Yellowstone Lake in Wyoming and Crater Lake in Oregon are examples of caldera lakes. Volcanic ash, mud, and lava flows also create natural dams in river valleys. A dam of volcanic rock confines Lake Tahoe in a high valley of the Sierra Mountains on the California-Nevada border.

Glacial lakes

The thick continental ice sheets that covered northern North America, Europe, and Asia during the Pleistocene ice ages (a division of geologic time that lasted from two million to ten thousand years ago) left behind thousands of lake and ponds when they retreated about twenty thousand years ago.

Glacial lake
Glacial lake

The weight of the ice sheets pushed down on the continents, leaving broad basins that filled with melt water when they retreated. The Great Lakes of North America (Superior, Huron, Michigan, Erie, and Ontario) formed this way.

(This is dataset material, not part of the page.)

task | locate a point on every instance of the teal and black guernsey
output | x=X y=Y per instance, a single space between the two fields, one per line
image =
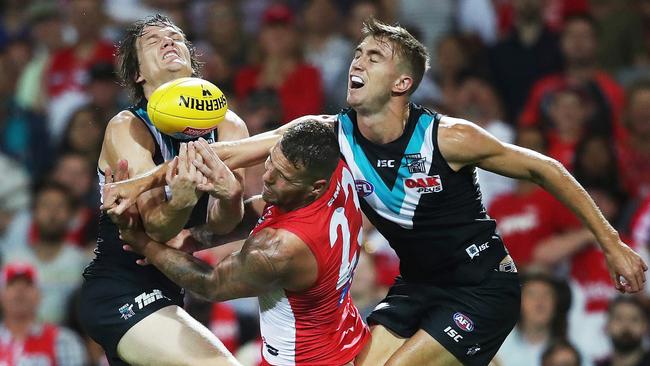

Hundreds of lakes, such as the Winnipeg, Athabasca, Great Slave, and Great Bear cover the central and eastern provinces and territories of Canada that are still rebounding from their heavy ice load.

Advancing glaciers also pile tall ridges of sediment, called moraines, at their toes (the end of extensions of glaciers along the ground). When glaciers retreat, moraines hold back meltwater.

Small lakes and ponds also form in glacial depressions called kettles that form when blocks of ice buried in glacial sediment melt. Melting mountain glaciers feed many mountain lakes and glacial sediment traps streams and meltwater.

Groundwater discharge lakes

Water moving through pore spaces in rock and soil layers discharges on the land surface in places where the water table (level below which pore spaces are saturated with water) intersects the land surface.

In regions with wet climates, the water table is near the land surface and ground water discharges in low spots. Groundwater chemically erodes limestone and other rocks and creates caves, cavities, sink holes, and collapse basins called karst features. Florida’s many lakes, including Lake Okeechobee, are groundwater-filled karst features.